The haunting of City Hall

Steven Maxwell was way up in the vaulted ceilings of the library in City Hall one night in the 1980s, vacuuming up fallen plaster and dust when he felt the hair on his neck stand up.

All by himself, Maxwell felt a cold chill and then came the voice.

“I heard a voice, go ‘what are you doing up here?’” said Maxwell, who has worked as a night custodian in City Hall for 32 years. “So I just hurried up and got my stuff done up there and left.”

Maxwell, 52, is not the only person in City Hall who believes the 120-year-old building is haunted by the ghost of career criminal John Moshik, the only person ever hanged in the building. Conversations with those who work the night shift — custodians, security guards and Hennepin County deputies — reveal that many are convinced the building is haunted.

Few people today know that City Hall once held prisoners. Fewer yet are aware that it still is a Hennepin County jail, housing up to 509 inmates on the fourth and fifth floors.

In fact, the place where Moshik was hanged is now a waiting area for jail visitors.
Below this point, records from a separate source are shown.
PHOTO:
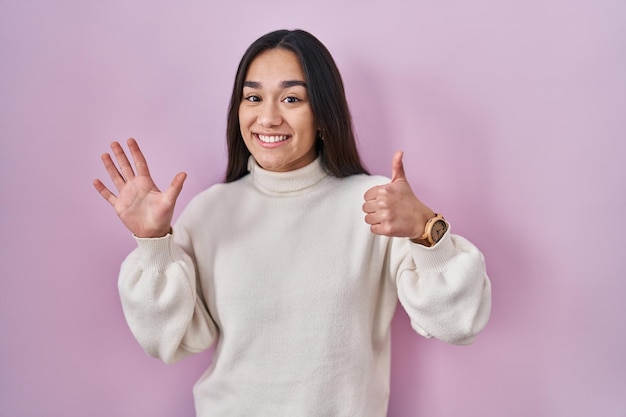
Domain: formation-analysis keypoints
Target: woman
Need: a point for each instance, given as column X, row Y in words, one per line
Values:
column 293, row 267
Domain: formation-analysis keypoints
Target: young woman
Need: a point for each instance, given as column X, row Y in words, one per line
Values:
column 293, row 266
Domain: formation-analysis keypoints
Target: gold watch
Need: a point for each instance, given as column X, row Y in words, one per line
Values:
column 435, row 228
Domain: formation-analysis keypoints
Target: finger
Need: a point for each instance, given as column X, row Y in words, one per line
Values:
column 372, row 193
column 104, row 192
column 140, row 161
column 369, row 207
column 397, row 167
column 122, row 161
column 114, row 174
column 371, row 219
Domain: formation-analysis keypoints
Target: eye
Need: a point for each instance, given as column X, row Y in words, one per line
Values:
column 252, row 97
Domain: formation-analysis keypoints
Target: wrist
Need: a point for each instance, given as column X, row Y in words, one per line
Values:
column 434, row 229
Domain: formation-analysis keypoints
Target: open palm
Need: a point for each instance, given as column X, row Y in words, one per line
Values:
column 143, row 208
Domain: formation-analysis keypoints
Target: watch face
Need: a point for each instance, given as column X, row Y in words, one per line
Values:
column 438, row 230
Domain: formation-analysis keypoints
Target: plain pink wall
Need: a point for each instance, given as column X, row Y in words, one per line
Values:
column 511, row 116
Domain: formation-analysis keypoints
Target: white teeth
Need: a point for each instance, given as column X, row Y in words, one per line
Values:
column 272, row 139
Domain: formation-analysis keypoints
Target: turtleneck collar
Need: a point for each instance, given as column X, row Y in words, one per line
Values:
column 286, row 182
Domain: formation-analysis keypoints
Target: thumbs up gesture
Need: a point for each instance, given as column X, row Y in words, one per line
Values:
column 393, row 209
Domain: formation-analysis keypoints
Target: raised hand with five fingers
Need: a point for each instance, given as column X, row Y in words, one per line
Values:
column 145, row 210
column 393, row 209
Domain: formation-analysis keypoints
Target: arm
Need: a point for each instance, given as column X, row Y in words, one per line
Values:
column 444, row 288
column 161, row 302
column 157, row 281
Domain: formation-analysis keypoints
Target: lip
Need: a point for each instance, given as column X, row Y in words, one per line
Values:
column 272, row 140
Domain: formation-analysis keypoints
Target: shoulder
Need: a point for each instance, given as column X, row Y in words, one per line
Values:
column 217, row 197
column 361, row 182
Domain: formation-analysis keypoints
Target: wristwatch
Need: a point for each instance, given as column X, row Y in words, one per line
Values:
column 435, row 228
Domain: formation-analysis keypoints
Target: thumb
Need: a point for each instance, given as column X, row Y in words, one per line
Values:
column 397, row 167
column 177, row 185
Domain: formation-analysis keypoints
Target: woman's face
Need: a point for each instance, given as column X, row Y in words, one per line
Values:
column 275, row 115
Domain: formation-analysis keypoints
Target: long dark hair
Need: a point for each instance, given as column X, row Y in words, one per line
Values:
column 327, row 96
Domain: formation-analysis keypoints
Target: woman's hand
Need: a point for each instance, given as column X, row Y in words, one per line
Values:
column 143, row 208
column 393, row 209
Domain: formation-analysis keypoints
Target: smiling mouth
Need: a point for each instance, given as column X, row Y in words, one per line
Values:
column 272, row 139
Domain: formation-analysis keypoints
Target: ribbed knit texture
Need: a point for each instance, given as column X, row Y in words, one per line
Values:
column 282, row 272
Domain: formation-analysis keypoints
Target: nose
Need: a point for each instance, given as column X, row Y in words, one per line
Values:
column 269, row 115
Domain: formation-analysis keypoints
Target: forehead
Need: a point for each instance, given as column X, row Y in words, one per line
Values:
column 275, row 66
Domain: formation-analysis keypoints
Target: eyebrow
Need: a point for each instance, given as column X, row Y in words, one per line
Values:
column 283, row 84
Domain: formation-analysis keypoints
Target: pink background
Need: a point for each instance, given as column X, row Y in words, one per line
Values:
column 512, row 119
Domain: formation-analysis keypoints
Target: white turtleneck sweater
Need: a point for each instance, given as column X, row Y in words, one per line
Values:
column 282, row 272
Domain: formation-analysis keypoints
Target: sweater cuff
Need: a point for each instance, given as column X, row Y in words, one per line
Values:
column 436, row 257
column 156, row 253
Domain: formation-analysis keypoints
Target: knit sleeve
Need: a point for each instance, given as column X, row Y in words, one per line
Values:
column 445, row 290
column 163, row 309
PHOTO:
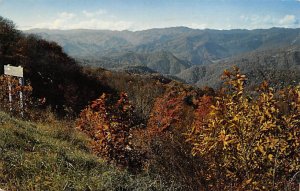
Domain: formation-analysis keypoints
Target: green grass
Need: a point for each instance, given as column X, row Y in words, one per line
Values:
column 37, row 156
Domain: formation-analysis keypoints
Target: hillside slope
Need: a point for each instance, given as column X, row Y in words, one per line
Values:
column 53, row 156
column 280, row 67
column 195, row 46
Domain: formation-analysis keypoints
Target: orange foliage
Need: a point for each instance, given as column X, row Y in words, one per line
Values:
column 107, row 121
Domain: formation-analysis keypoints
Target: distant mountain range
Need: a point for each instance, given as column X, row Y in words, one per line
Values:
column 196, row 56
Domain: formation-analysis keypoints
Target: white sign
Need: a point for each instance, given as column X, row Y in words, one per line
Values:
column 13, row 71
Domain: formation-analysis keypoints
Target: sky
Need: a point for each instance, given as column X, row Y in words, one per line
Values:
column 137, row 15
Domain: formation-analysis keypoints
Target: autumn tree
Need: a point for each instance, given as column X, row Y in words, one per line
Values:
column 15, row 107
column 248, row 142
column 108, row 121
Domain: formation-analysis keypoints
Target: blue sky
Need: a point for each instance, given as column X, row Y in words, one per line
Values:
column 144, row 14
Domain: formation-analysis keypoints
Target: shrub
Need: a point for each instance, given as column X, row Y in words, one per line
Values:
column 15, row 106
column 249, row 143
column 108, row 121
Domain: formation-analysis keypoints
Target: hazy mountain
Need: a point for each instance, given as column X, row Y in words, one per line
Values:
column 195, row 46
column 280, row 67
column 196, row 56
column 162, row 62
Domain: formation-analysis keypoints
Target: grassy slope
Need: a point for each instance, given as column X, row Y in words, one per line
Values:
column 54, row 157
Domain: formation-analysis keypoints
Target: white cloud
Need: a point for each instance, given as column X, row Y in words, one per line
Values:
column 288, row 20
column 93, row 14
column 66, row 15
column 87, row 20
column 268, row 21
column 197, row 25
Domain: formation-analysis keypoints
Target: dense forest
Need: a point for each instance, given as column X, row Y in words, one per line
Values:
column 119, row 130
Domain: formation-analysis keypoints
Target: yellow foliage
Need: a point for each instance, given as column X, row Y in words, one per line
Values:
column 249, row 143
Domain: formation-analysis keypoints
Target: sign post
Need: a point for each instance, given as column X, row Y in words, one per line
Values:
column 17, row 72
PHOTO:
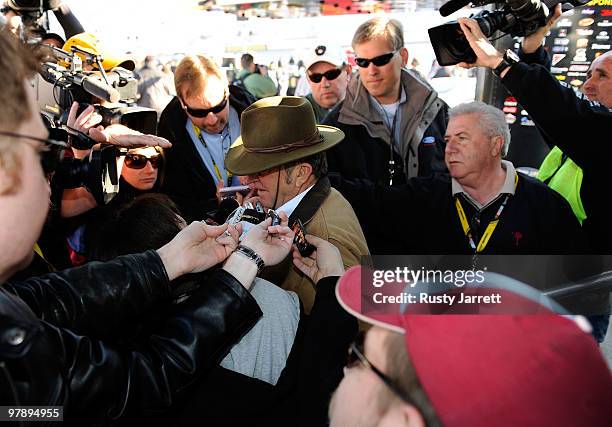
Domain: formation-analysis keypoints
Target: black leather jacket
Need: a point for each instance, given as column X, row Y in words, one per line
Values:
column 59, row 360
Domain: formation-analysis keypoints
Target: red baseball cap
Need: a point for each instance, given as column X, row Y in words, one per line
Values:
column 539, row 369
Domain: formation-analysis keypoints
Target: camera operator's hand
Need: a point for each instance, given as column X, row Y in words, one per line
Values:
column 533, row 42
column 123, row 136
column 486, row 54
column 325, row 261
column 116, row 134
column 51, row 4
column 197, row 247
column 85, row 121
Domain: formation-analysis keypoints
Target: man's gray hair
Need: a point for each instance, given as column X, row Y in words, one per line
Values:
column 491, row 120
column 390, row 29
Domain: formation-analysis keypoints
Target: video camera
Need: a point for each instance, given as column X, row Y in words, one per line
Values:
column 99, row 172
column 519, row 18
column 32, row 12
column 118, row 87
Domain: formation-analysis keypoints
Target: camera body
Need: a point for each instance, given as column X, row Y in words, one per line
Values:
column 519, row 18
column 99, row 171
column 117, row 87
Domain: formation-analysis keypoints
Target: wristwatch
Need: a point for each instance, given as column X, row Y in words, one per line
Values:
column 509, row 59
column 252, row 255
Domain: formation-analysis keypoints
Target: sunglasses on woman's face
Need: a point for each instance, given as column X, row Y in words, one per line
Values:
column 138, row 161
column 379, row 60
column 329, row 75
column 203, row 112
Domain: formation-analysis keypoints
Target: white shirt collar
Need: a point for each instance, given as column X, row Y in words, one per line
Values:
column 290, row 206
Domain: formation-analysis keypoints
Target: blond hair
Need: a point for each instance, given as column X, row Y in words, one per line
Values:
column 18, row 63
column 191, row 74
column 389, row 29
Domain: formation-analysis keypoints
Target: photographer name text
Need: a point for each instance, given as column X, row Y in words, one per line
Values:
column 425, row 298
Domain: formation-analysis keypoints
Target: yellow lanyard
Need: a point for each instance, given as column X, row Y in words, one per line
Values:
column 217, row 170
column 490, row 228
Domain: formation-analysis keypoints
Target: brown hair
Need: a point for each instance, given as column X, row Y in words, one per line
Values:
column 191, row 74
column 390, row 29
column 18, row 63
column 401, row 371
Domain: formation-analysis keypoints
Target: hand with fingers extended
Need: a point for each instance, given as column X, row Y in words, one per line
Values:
column 271, row 243
column 198, row 247
column 486, row 54
column 533, row 42
column 325, row 261
column 88, row 122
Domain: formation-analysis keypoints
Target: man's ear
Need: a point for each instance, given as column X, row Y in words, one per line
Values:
column 404, row 55
column 304, row 171
column 404, row 415
column 497, row 146
column 349, row 71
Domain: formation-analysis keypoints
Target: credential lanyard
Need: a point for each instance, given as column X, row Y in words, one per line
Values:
column 490, row 228
column 217, row 170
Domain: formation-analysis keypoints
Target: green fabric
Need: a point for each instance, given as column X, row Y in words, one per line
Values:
column 566, row 181
column 242, row 74
column 320, row 112
column 260, row 86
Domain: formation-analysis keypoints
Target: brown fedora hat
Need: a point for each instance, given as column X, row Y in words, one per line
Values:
column 275, row 131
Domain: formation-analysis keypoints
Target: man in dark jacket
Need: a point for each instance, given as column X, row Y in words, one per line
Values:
column 556, row 109
column 201, row 122
column 46, row 358
column 393, row 120
column 576, row 125
column 486, row 207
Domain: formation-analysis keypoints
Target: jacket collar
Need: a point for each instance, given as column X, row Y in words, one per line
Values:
column 358, row 110
column 311, row 203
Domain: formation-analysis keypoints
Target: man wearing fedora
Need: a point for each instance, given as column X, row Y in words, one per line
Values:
column 281, row 151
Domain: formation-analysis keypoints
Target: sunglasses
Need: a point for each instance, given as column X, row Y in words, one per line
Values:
column 329, row 75
column 379, row 61
column 51, row 151
column 139, row 161
column 203, row 112
column 356, row 355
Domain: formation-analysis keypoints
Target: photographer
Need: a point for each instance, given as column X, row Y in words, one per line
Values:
column 573, row 122
column 45, row 358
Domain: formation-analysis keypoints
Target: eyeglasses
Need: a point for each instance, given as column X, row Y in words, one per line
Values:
column 139, row 161
column 379, row 61
column 51, row 151
column 329, row 75
column 356, row 355
column 203, row 112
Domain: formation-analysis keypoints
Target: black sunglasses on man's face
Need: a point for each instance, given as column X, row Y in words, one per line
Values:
column 51, row 151
column 357, row 355
column 332, row 74
column 379, row 60
column 203, row 112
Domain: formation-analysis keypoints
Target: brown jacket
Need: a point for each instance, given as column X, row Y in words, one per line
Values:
column 325, row 214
Just around the corner is a row of booths divided by glass where inmates talk to their family.

A robbery plot gone awry

At 25 years old, John Moshik had spent nearly half his life behind bars, committing his first crime at age 14.

In October 1897, Moshik had just been released from the Stillwater prison, and within three days he had recruited John Lemke to help him rob travelers in the Camden area of North Minneapolis, according to a history complied by retired City Clerk Steve Ristuben.
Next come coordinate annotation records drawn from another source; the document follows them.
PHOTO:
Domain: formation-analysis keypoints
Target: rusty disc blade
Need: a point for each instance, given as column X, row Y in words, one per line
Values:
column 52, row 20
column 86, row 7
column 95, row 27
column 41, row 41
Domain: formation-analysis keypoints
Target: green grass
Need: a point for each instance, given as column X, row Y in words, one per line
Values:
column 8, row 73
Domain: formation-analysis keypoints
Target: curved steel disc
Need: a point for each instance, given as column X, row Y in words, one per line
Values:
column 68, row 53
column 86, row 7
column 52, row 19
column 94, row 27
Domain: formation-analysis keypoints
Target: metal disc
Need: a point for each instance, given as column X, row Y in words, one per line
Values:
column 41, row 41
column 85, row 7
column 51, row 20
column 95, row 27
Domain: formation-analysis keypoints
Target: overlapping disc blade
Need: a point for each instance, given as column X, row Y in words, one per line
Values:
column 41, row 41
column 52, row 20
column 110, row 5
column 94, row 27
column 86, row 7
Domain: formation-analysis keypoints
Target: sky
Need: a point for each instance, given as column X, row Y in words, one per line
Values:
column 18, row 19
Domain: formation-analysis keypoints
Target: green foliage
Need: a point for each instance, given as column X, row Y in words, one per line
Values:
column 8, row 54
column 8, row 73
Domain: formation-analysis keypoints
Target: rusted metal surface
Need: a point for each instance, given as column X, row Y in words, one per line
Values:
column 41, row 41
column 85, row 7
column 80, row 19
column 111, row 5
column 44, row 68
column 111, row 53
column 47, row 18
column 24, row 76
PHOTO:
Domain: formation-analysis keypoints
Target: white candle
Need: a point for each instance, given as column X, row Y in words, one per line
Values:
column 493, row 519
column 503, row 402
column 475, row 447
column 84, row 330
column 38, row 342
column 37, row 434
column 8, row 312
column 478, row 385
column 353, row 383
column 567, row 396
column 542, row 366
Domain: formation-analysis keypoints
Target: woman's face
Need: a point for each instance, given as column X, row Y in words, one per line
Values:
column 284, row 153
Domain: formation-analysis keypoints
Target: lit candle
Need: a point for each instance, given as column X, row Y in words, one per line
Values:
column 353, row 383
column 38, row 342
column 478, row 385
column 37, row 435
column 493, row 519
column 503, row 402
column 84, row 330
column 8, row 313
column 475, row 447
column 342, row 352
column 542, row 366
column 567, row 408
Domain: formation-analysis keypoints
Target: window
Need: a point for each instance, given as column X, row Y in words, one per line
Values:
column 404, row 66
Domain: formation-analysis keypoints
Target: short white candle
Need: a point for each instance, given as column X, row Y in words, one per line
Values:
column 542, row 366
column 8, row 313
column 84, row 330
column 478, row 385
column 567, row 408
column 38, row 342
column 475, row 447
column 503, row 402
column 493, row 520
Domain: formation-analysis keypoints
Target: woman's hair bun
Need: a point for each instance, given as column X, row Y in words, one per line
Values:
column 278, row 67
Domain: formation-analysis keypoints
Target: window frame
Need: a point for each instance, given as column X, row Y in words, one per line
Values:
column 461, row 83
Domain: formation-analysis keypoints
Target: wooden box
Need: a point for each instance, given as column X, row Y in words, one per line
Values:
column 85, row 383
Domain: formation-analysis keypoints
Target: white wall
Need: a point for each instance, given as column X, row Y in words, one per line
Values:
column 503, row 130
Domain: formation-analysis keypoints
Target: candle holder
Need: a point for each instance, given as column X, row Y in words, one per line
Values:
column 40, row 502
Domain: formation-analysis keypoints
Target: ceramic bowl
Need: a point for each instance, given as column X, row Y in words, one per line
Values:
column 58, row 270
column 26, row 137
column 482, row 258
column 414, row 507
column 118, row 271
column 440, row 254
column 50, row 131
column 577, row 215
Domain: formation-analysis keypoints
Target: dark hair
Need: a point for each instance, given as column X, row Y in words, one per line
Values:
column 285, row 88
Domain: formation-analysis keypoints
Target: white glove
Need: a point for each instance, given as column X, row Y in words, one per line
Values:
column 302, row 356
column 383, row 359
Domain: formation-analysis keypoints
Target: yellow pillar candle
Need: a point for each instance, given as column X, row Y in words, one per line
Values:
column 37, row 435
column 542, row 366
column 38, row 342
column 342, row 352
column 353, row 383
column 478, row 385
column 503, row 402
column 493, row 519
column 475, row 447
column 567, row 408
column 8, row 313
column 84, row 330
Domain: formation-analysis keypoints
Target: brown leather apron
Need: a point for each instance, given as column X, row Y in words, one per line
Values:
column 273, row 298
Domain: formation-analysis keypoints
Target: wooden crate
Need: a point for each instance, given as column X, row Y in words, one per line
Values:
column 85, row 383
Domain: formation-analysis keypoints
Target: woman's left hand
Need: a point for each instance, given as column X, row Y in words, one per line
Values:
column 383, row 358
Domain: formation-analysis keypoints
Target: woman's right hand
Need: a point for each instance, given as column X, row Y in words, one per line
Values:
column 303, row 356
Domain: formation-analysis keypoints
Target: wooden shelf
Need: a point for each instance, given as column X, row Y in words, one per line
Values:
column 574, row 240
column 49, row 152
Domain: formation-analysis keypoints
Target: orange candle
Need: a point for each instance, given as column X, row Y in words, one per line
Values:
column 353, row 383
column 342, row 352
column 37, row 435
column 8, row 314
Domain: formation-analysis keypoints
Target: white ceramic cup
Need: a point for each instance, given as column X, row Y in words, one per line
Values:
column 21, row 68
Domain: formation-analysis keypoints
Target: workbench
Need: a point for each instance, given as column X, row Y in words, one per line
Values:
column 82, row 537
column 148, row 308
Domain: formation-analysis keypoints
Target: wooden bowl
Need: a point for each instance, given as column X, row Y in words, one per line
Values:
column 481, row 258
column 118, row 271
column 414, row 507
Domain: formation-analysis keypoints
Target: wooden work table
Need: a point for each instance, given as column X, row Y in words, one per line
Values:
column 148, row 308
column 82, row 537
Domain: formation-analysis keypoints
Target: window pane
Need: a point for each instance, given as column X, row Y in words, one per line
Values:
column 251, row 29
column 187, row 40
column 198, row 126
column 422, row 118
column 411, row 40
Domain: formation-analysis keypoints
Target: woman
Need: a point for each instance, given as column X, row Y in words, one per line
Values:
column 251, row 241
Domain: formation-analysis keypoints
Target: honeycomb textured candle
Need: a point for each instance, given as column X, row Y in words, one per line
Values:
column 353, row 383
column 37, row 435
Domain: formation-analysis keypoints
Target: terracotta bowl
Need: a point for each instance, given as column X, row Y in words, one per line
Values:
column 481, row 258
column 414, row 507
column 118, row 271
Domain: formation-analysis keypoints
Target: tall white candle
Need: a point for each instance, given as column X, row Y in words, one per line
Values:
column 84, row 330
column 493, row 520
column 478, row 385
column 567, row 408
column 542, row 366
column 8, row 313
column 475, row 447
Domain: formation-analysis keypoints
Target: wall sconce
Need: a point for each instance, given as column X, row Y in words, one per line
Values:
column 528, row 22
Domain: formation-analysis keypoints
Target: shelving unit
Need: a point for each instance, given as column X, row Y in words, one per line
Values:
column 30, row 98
The only problem was that Lemke didn’t want to rob any travelers, and when he told this to Moshik, Moshik put two bullets in Lemke’s back before beating him with his revolver.

But Lemke didn’t immediately die. He crawled 200 feet to a farmhouse and once he made it to the hospital he told Minneapolis Police that Moshik shot him. Lemke died shortly after.
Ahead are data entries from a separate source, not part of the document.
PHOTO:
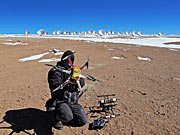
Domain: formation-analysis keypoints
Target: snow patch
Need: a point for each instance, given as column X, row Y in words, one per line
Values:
column 118, row 58
column 173, row 49
column 144, row 58
column 16, row 43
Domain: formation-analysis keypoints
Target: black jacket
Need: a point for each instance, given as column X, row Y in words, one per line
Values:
column 69, row 93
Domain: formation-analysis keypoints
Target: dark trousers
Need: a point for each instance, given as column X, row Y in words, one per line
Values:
column 72, row 115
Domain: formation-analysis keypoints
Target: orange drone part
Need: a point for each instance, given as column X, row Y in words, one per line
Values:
column 76, row 72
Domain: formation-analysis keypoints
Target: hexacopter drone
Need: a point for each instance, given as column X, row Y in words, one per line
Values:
column 75, row 74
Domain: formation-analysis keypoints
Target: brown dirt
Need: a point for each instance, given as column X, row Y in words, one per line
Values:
column 148, row 91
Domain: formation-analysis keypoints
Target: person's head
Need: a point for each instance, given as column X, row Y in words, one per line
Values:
column 64, row 62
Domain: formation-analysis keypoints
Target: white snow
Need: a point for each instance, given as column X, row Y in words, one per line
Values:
column 117, row 58
column 16, row 43
column 153, row 42
column 59, row 53
column 49, row 60
column 173, row 49
column 144, row 58
column 34, row 57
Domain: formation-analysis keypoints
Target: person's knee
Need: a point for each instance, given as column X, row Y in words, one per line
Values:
column 84, row 121
column 65, row 117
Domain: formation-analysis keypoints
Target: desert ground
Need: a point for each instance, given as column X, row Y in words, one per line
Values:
column 148, row 91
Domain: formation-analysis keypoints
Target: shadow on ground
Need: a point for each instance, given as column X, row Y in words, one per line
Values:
column 23, row 120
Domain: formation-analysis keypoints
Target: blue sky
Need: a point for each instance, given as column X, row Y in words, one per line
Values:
column 148, row 16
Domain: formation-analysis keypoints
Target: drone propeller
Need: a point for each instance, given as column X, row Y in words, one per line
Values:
column 92, row 78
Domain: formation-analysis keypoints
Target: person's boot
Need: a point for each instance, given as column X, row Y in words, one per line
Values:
column 56, row 124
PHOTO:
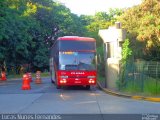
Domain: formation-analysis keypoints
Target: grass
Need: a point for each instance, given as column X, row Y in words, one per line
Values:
column 149, row 86
column 18, row 76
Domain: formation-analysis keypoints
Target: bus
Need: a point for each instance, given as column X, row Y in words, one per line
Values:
column 73, row 62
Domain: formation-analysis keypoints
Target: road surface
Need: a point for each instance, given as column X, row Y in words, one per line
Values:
column 46, row 99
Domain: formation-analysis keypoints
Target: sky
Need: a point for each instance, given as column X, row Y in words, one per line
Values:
column 90, row 7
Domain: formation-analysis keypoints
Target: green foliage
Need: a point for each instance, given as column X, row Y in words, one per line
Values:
column 101, row 20
column 142, row 22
A jury convicted Moshik of first-degree murder, and Judge Charles Burke Elliot, the namesake of Elliot Park, sentenced him to hang.

After twice trying to escape and once trying commit suicide, Moshik was hanged on March 18, 1898 in an area on the fifth floor of City Hall, just east of the Fifth Street Tower.

Strange experiences

Ristuben, who compiled the history of the Moshik hanging, worked 37 years in City Hall before he retired in 2010, said custodians have reported a number of strange incidents. Reports circulated about pictures falling off the wall, lights flicking on and off and doors and windows closing and opening mysteriously.

In 1950, assistant county attorney Roy Brumfield suffered a heart attack in Chapel Courtroom, where Moshik had been sentenced. He died on the way to the hospital, according to the history of the Moshik hanging.

Maxwell said he has also seen a “cloud” moving down the hallway at night and has felt the presence of someone walking behind him up in the attic of City Hall.

Maxwell says he hasn’t had any experiences since the 1980s, though he still works the night shift. Ristuben said most of the stories he heard came from the 1930s, 1940s and 1950s.

“That’s old lore, I would say,” Ristuben said.

Maxwell thinks the Moshik ghost is still around and said his co-workers have reported strange things as well. But, he said, he believes Moshik isn’t out to get people.

“There are friendly ghosts and bad ghosts,” Maxwell said.

A good history lesson

The city of Minneapolis, until a few years ago, hosted an annual “Spooktacular” event at City Hall, where kids came to get candy and play games.

Ristuben used to dress up as Judge Elliot in a courtroom, and when he had a crowd of kids, he would tell them the story of John Moshik.

After telling the story, he would say, “A lot of people believe in ghosts, but I don’t.” And then his son David would pop out, with a rope around his neck and blood on his face.

“He would jump towards the audience and scare the wits out of the kids and adults,” Ristuben said.

But the Moshik story does have some important history.

According to the nonprofit Death Penalty Information Center, execution records are hard to tally, but the group estimates that 66 people were executed in Minnesota before the death penalty was abolished by the state Legislature in 1911.

Since City Hall began construction in 1891, it didn’t last long enough to host any executions except the Moshik hanging. Strangely, a room in the South Tower is believed to have been a death row, with three suspended cells that have since been torn out.

It took Moshik three minutes of hanging before he died. But things didn’t go as smoothly in 1906, when William Williams was hanged in St. Paul. It took two attempts and 14 minutes before Williams died. A few years later, the Legislature voted against the death penalty.

“I don’t think it’s something that’s historically known about,” Ristuben said.